Hamburgs Hafenunternehmen rechnen am heutigen Freitag mit erheblichen Einschränkungen beim Umschlag von Waren. Denn mehrere Demonstrationszüge wollen aus Protest gegen den G20-Gipfel neuralgische Straßen im Hafen lahmlegen, darunter die Köhlbrandbrücke. Spediteure und Transportunternehmen rechnen mit langen Wartezeiten bei der Abfertigung der Ladung. Und dennoch werden die meisten Betroffenen die Verzögerungen ohne Murren hinnehmen. Es könnte nämlich viel schlimmer kommen – wie derzeit in den Häfen Rotterdam und Antwerpen. Was dem Hamburger Hafen nur einen Tag lang droht, ist dort nämlich seit Monaten Realität.

Bereits Anfang der Woche schlug der Bundesverband der Deutschen Binnenschifffahrt (BDB) Alarm: "Die Containerabfertigung in den Seehäfen Rotterdam und Antwerpen gerät zunehmend zum Desaster", warnte der Verband. Bereits seit Ende Mai kämen die Terminals mit der Abfertigung nicht mehr hinterher. Die Folge seien massive zeitliche Verzögerungen. "Binnenschiffe werden an den Containerterminals nur noch mit mehrtägiger Verspätung abgefertigt. Verbindliche Abfertigungstermine gibt es nicht mehr; die Wartezeiten zum Laden beziehungsweise Löschen der Fracht betragen im Hafen Antwerpen bis zu 96 Stunden. In Rotterdam sind es sogar bis zu 120 Stunden", heißt es in einer Verbandsmitteilung. Das Problem ist offenbar so massiv, dass jetzt auch die Logistik-Tochter der Deutschen Bahn, DB Schenker, ihre Kunden in einer Eilmeldung informiert hat. Aufgrund der aktuellen Schwierigkeiten beim Containerumschlag in den Seehäfen sei mit Beeinträchtigungen bei der Abnahme beziehungsweise Rücklieferung von Containern zu rechnen, heißt es in dem Rundschreiben.
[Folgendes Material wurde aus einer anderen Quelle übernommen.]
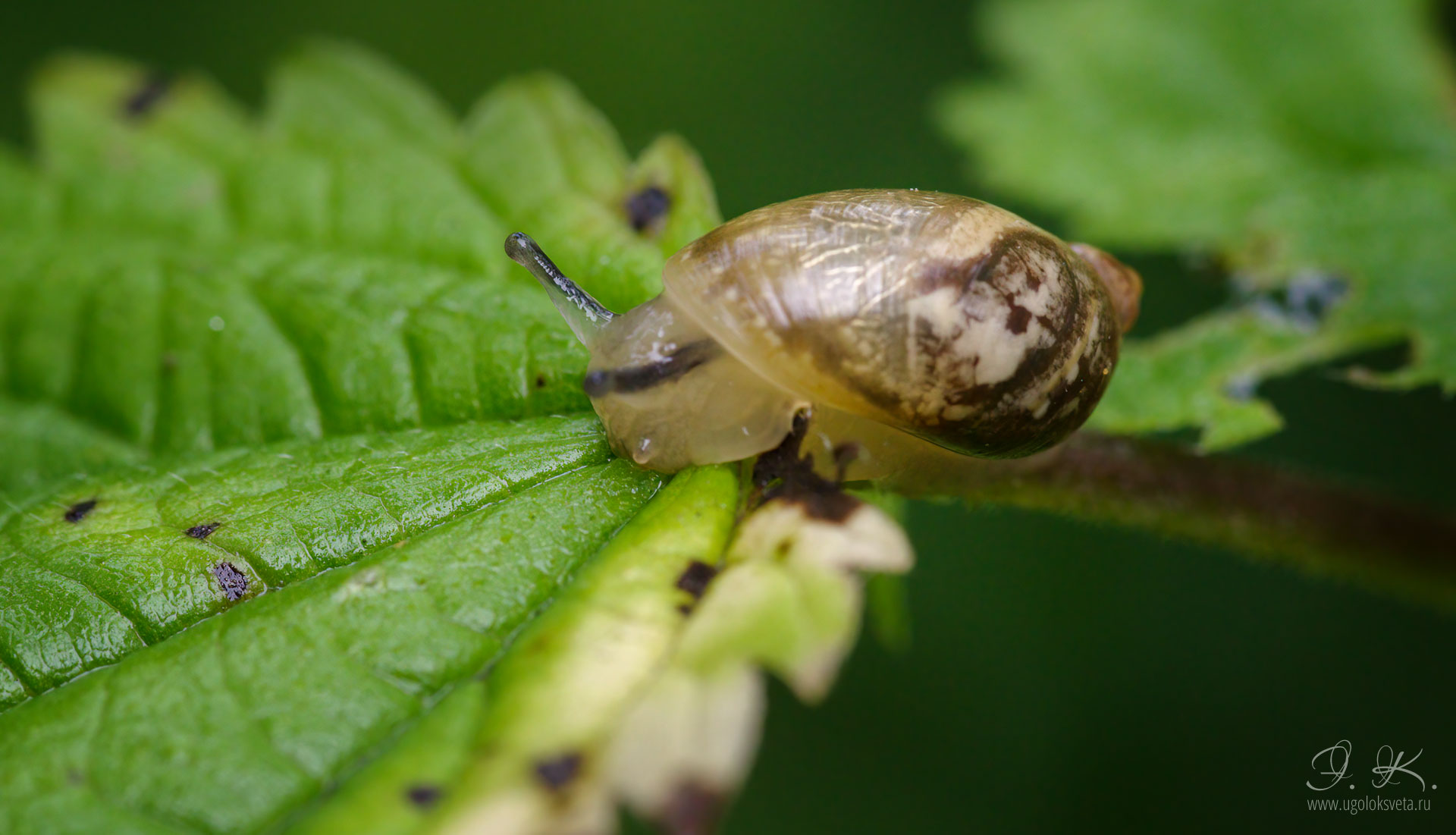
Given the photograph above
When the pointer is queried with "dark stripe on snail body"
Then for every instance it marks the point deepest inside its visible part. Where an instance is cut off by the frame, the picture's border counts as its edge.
(941, 316)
Die Häfen räumen die Probleme ein. Auch die Nachwirkungen einer Cyber-Attacke auf zwei Terminals hätten zu den Verzögerungen beigetragen, heißt es aus Rotterdam. Vor allem aber die enorm gewachsenen Umschlagmengen sowie die Umstellungen in den Fahrplänen der Reedereien seien für das Problem verantwortlich.
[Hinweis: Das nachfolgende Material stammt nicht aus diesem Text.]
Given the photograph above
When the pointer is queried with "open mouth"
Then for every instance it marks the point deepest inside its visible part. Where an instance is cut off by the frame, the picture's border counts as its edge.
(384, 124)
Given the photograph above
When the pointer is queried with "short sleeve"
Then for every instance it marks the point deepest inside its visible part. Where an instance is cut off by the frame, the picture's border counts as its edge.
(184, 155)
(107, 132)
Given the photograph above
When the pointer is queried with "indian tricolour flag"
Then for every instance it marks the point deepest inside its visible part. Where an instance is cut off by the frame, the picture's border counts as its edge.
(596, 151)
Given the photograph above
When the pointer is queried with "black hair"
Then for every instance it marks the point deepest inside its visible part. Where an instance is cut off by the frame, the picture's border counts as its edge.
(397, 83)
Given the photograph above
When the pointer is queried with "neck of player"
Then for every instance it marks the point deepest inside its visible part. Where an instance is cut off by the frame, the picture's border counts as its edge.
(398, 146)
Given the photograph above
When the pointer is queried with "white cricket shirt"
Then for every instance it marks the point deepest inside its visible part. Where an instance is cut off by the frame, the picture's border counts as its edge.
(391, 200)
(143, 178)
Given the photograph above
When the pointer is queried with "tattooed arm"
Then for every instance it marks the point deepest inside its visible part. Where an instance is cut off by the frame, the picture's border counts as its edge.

Letzteres kennt der Hamburger Hafen auch. Dennoch melden die Binnenschiffer hier keine Probleme: "Das liegt daran, dass vor allem Container von der Verzögerung betroffen sind, und die werden in Hamburg kaum per Binnenschiff weitertransportiert", sagt Julia Dettmer, Gesellschafterin der Dettmer Reederei. "Bei uns werden zwei bis drei Prozent der ankommenden Seecontainer auf das Binnenschiff umgeladen, in Rotterdam sind es 30 Prozent. Da haben solche Stockungen ganz andere Auswirkungen", sagt Bengt van Beuningen von der Marketinggesellschaft des Hamburger Hafens.

"Die deutschen Containerterminals fertigen ihre Schiffe gewohnt zuverlässig und mit hoher Servicequalität ab", meint auch der Zentralverband der deutschen Seehafenbetriebe (ZDS). Die Probleme in Rotterdam und Antwerpen würden aber die Bedeutung der deutschen Seehäfen unterstreichen.